Other sessions include "Get a scoop of the action," how Ben and Jerry defied conventional wisdom, and how the lessons learned are applicable to entrepreneurs fundraising today, presented by Fred "Chico" Lager, the ice-cream company's former CEO; "From small to big by choice: how to navigate growth," presented by Cairn Cross of FreshTracks Capital and Alan Newman of Alchemy & Science; "The road well-traveled but sparsely funded" — a discussion by Tanya Field of the BLK Projek about the problems faced by minority professional who delve into the world of urban agriculture and food enterprises; "Slow Medicine for the Entrepreneur How do creative, passionate, and committed people need to take care of themselves in order to reach their goals?" presented by Dr. Michael Finkelstein, the "Slow Medicine Doctor"; "Fix, pivot, close, or sell: Re-thinking the food and ag business model," presented by Bob Wellington of Agri-mark, and Gabriel Cole, founder of Fare Resources; "Cooperatives: Beyond Profit and Non-profit" —presented by Don Kreis of the Vermont Law School, Erbin Crowell of the Neighboring Food Coops Association, and Matthew Cropp of the Vermont Employee Ownership Center; "Impossible is a dare: How your food business can become a force for social transformation and planetary healing" — led by Shel Horowitz, author of the book "Guerilla Marketing Goes Green"; and "Summing up and moving forward" — the closing plenary presented by Matt Dunne, VP for Community Affairs, Google; and Clark Wolf, President and Founder of the Clark Wolf Company.
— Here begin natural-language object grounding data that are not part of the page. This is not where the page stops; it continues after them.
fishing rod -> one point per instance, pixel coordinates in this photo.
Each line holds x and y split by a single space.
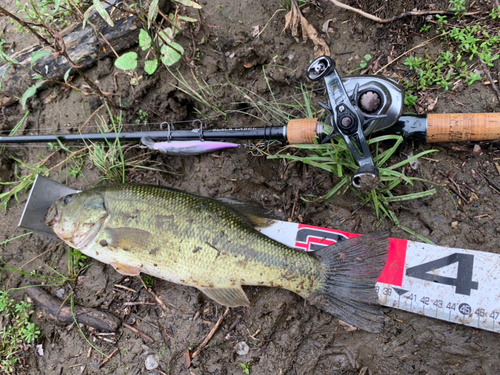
357 107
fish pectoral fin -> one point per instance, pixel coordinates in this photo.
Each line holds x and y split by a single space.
126 270
232 297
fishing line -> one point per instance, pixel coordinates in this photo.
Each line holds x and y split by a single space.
145 124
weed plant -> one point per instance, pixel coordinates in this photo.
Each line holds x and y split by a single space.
17 331
333 157
462 46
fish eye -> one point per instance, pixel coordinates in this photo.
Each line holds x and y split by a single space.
68 198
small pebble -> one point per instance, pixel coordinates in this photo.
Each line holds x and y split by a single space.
242 348
152 362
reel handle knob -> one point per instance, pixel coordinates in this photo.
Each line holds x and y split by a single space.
320 68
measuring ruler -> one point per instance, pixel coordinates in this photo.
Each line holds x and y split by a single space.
457 285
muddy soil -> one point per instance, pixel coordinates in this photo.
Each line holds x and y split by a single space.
284 334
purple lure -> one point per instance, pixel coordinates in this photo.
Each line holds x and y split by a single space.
186 148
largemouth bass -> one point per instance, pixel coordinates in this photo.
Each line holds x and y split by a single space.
205 244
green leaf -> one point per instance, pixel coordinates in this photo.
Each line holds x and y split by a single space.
127 61
102 12
37 55
66 75
86 15
189 3
30 92
152 12
3 75
151 66
166 35
169 55
144 40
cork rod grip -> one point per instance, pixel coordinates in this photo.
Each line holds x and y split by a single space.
458 127
301 131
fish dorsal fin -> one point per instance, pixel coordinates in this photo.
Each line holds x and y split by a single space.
125 269
232 297
256 217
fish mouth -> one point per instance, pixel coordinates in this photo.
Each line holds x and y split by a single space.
53 216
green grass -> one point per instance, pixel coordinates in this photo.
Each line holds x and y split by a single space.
335 157
462 46
17 330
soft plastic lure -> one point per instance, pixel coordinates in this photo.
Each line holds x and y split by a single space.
186 148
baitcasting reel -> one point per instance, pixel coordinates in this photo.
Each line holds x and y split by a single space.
357 107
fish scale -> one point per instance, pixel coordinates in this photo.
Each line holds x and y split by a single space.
202 243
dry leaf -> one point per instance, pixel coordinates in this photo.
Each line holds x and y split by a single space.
294 19
326 25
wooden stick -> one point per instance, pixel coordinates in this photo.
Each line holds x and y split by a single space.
397 17
63 314
209 336
108 358
140 333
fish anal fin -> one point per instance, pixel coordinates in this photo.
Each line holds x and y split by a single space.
126 270
231 296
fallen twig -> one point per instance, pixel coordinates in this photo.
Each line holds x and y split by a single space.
397 17
54 309
211 333
160 302
412 49
108 358
140 333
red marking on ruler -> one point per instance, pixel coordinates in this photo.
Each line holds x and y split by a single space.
393 271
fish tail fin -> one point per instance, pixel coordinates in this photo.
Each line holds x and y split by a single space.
350 270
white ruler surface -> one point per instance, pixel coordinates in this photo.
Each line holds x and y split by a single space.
457 285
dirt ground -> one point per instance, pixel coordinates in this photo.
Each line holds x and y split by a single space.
285 335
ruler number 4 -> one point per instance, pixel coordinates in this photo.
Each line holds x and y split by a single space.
463 283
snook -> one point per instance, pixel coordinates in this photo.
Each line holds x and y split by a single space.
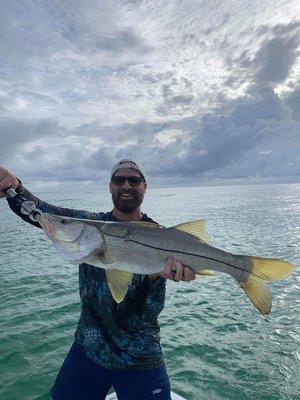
124 248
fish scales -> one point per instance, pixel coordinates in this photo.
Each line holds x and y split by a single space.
143 249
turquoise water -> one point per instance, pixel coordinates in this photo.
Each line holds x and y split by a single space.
217 346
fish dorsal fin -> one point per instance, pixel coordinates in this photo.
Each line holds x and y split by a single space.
146 224
195 228
118 282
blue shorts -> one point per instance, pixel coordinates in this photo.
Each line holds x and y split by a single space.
80 378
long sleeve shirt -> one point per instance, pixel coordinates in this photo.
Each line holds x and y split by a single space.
116 336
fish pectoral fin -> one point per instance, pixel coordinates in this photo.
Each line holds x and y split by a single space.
145 224
118 282
263 270
205 272
195 228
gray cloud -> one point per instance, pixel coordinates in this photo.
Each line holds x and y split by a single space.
292 100
189 91
276 57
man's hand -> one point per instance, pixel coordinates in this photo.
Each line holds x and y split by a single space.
175 271
7 180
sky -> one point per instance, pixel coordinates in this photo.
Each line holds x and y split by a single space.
197 91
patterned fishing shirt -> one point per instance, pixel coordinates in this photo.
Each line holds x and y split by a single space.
116 336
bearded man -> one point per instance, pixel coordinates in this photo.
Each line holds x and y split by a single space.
115 344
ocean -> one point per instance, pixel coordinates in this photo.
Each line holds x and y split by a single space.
216 344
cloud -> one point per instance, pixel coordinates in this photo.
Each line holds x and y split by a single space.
276 57
191 92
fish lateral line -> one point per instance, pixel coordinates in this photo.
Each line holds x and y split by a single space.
176 251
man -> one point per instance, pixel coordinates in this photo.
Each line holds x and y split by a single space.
115 344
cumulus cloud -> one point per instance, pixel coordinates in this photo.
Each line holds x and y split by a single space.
192 92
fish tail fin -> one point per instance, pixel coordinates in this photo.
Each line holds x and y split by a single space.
261 271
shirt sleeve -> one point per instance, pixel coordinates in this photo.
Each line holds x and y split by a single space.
154 299
45 208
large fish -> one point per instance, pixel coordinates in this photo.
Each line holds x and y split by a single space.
124 248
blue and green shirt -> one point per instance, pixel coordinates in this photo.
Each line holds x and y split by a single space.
116 336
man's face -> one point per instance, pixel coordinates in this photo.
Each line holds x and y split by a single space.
126 197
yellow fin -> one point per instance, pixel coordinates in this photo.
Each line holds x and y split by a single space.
205 272
258 293
118 282
270 269
195 228
261 271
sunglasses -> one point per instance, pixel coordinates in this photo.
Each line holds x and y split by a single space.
132 180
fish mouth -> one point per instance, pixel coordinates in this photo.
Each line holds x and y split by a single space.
47 225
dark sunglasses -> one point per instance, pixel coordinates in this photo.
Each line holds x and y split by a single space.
132 180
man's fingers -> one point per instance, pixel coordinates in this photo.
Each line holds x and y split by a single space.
168 268
179 269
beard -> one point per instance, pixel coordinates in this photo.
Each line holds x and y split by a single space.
127 205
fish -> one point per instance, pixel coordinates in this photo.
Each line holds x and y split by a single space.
138 247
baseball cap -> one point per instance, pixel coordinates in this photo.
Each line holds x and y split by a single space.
127 163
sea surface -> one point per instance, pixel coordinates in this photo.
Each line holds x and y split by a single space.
216 344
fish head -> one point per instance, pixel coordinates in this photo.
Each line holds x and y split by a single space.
61 228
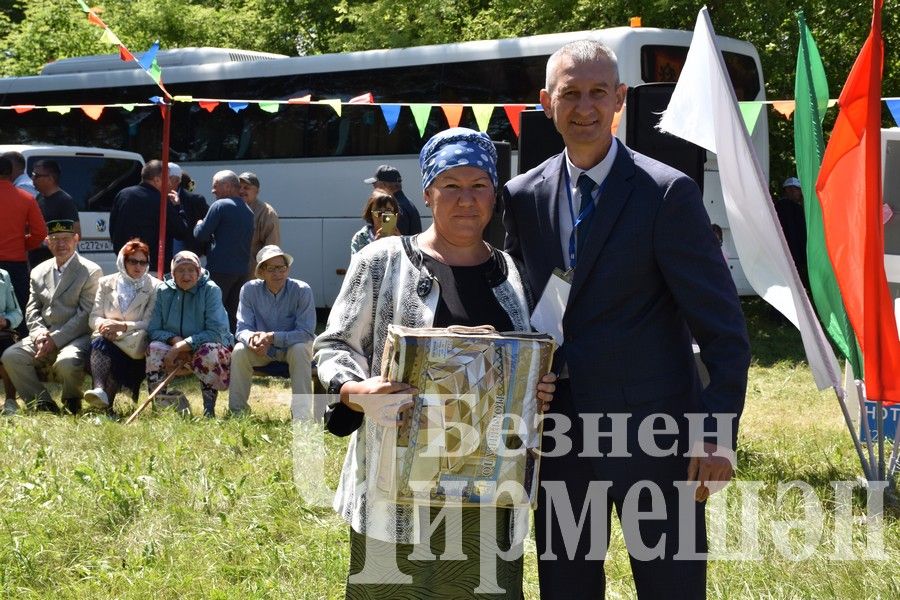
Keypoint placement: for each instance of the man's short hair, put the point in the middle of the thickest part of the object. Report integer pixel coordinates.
(52, 168)
(16, 158)
(5, 167)
(580, 52)
(227, 177)
(151, 170)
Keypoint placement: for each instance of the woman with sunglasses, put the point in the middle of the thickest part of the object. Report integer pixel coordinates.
(119, 321)
(380, 216)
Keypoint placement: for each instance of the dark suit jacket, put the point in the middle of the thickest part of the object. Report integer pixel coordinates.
(135, 214)
(652, 275)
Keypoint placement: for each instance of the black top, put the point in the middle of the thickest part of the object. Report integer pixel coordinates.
(466, 298)
(55, 207)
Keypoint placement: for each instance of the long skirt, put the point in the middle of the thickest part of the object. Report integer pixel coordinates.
(112, 369)
(440, 579)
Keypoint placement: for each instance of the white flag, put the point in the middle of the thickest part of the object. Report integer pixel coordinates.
(704, 110)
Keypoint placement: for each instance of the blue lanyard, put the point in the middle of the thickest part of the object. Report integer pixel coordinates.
(587, 211)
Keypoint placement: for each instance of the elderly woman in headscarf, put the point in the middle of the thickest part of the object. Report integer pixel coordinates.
(447, 275)
(189, 331)
(119, 322)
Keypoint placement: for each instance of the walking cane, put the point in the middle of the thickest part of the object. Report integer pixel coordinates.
(152, 395)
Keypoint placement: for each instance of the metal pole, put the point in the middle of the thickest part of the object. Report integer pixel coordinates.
(166, 111)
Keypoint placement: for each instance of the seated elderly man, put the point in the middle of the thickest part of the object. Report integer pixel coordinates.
(62, 295)
(276, 321)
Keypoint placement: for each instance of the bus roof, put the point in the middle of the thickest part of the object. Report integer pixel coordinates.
(621, 38)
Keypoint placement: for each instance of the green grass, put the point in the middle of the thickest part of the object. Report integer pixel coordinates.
(193, 508)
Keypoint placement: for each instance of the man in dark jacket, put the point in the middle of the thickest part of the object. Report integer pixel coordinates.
(135, 214)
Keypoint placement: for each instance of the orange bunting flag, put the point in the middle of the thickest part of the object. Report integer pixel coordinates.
(453, 112)
(92, 110)
(784, 107)
(93, 19)
(366, 98)
(513, 112)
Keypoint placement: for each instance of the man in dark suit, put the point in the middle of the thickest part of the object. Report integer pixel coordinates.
(646, 275)
(135, 214)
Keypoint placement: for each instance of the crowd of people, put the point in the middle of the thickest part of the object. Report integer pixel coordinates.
(626, 238)
(62, 318)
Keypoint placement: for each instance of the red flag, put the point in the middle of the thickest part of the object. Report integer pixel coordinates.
(849, 188)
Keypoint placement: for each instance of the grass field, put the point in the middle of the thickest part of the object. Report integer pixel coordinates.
(193, 508)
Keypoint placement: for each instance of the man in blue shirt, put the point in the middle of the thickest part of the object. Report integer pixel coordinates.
(276, 321)
(230, 221)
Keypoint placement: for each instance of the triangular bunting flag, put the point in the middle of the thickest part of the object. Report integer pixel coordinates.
(453, 112)
(514, 113)
(391, 114)
(894, 107)
(784, 107)
(92, 110)
(155, 72)
(109, 37)
(483, 114)
(750, 112)
(335, 104)
(366, 98)
(420, 114)
(93, 19)
(149, 56)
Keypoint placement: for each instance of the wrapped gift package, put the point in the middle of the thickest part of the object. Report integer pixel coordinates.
(473, 432)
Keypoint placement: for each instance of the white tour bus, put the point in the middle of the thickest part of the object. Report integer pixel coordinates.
(310, 161)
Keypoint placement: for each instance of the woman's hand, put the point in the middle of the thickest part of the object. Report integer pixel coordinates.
(546, 388)
(381, 400)
(177, 355)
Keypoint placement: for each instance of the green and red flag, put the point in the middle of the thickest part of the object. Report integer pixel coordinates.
(849, 190)
(811, 94)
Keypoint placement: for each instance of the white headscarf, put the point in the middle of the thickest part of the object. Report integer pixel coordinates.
(127, 286)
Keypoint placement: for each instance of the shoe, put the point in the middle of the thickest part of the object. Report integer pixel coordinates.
(10, 407)
(96, 399)
(72, 405)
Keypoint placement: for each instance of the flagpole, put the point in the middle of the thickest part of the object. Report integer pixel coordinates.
(861, 395)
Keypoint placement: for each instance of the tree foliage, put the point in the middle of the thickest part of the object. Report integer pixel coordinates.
(35, 32)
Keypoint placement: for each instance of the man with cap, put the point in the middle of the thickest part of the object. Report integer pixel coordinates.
(135, 214)
(266, 231)
(20, 214)
(195, 209)
(792, 217)
(387, 179)
(55, 204)
(276, 321)
(62, 295)
(229, 225)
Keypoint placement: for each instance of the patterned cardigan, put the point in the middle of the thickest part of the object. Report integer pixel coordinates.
(387, 283)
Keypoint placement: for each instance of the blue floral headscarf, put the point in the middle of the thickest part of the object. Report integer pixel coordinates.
(457, 147)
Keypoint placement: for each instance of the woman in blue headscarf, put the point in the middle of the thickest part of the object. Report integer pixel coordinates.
(447, 275)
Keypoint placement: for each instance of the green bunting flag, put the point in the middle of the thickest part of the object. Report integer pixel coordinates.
(421, 112)
(811, 93)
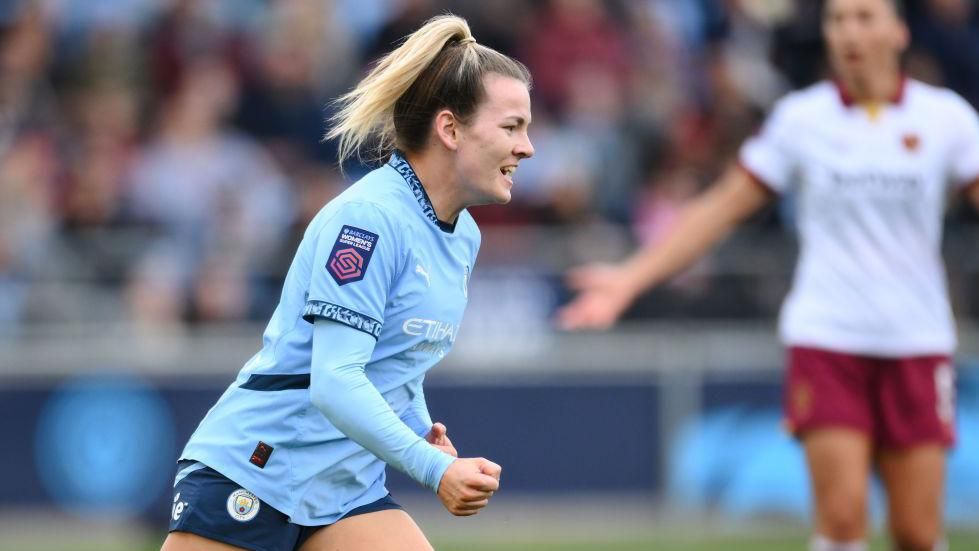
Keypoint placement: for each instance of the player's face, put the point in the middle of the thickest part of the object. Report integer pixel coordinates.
(863, 36)
(494, 141)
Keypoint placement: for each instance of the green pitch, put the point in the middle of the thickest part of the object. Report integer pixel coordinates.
(958, 541)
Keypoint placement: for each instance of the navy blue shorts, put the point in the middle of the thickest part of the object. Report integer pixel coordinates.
(209, 505)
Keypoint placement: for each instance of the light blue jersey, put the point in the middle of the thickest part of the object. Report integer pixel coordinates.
(375, 263)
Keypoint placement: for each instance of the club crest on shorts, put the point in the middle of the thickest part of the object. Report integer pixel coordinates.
(243, 505)
(351, 254)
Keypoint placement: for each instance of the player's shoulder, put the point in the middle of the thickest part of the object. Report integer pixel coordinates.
(922, 95)
(467, 228)
(373, 203)
(813, 101)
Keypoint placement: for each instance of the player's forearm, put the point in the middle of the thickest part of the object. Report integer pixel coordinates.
(417, 416)
(706, 221)
(340, 389)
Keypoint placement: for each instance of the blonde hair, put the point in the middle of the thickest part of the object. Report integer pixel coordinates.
(438, 66)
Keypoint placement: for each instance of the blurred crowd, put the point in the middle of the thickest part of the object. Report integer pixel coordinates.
(159, 159)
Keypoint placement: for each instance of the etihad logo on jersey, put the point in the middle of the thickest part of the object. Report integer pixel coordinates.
(438, 335)
(433, 330)
(877, 182)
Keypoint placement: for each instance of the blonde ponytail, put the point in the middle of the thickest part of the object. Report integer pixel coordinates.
(368, 110)
(440, 66)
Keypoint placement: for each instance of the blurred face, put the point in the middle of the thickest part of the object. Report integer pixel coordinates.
(495, 141)
(863, 36)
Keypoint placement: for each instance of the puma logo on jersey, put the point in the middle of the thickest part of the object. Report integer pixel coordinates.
(423, 273)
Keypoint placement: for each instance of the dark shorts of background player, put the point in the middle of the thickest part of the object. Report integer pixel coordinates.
(202, 497)
(898, 402)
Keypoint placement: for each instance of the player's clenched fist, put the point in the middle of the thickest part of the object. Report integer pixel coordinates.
(468, 484)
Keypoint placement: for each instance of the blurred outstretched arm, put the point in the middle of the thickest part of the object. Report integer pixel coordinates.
(605, 291)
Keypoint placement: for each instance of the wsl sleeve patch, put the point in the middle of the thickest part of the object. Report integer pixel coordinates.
(351, 254)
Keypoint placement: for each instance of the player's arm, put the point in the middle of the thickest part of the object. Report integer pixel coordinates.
(339, 388)
(419, 419)
(606, 291)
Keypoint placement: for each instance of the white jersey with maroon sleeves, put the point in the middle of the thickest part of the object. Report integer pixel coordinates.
(871, 185)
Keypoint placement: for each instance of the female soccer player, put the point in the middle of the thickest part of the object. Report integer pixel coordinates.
(293, 455)
(867, 324)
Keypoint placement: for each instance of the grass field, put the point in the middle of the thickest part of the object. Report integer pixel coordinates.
(958, 541)
(565, 523)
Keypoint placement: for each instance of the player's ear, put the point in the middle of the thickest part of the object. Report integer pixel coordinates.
(447, 129)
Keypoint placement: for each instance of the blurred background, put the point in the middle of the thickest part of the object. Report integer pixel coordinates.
(159, 160)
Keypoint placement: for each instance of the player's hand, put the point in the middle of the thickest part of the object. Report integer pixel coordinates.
(439, 438)
(468, 484)
(603, 295)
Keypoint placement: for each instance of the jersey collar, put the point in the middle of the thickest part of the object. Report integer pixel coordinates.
(849, 101)
(401, 164)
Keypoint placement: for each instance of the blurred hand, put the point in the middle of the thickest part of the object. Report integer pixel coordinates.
(439, 438)
(468, 484)
(603, 295)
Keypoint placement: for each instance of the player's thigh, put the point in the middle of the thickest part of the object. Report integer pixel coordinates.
(185, 541)
(915, 482)
(389, 530)
(839, 461)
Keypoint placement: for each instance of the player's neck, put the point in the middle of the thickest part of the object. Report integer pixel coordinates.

Since 2011, the annual Slow Living Summit has explored topics of sustainable living and resilient communities, always taking the "Slow" approach to entrepreneurship — the organizers say that "Slow Living" embodies cooperation, celebration, respect, purpose, sustainability, gratitude, mindfulness, and resilience.
Evans-Crowley announced that support from sponsors and foundations again makes it possible for the Summit to offer reduced rates for people not able to afford the full registration rates.
"We encourage everyone to visit the website and explore the program, and if you want to come but can't afford the full fee, please check out the stipended registration option, which is open to Summiteers with lower incomes. It essentially lets you choose your own registration fee level."
There is also a discounted student rate. Rather than serving a buffet lunch, Summit organizers this year encourage attendees to lunch at downtown eateries, many of which serve locally-sourced foods.
The full Summit schedule, biographies of speakers and artists, and registration information can be found at the Summit website, www.slowlivingsummit.org.
Based in Brattleboro, Strolling of the Heifers has been best known for its annual celebration of farmers and local food, the Strolling of the Heifers Parade and Expo attracting tens of thousands of people on the first weekend of June.
But that weekend event, says Orly Munzing, the Stroll's founder and executive director, simply helps to raise funds for "the Stroll's real work" — the organization's year-round programs, including not only the Slow Living Summit but also the Farm-to-Plate Apprenticeship Program (which trains underemployed people for culinary jobs and places them into permanent employment), the Locavore Index (which ranks the 50 states in terms of their commitment to healthy local food) and Windham Grows, a new program designed to encourage innovation and entrepreneurship in the food and agriculture sector.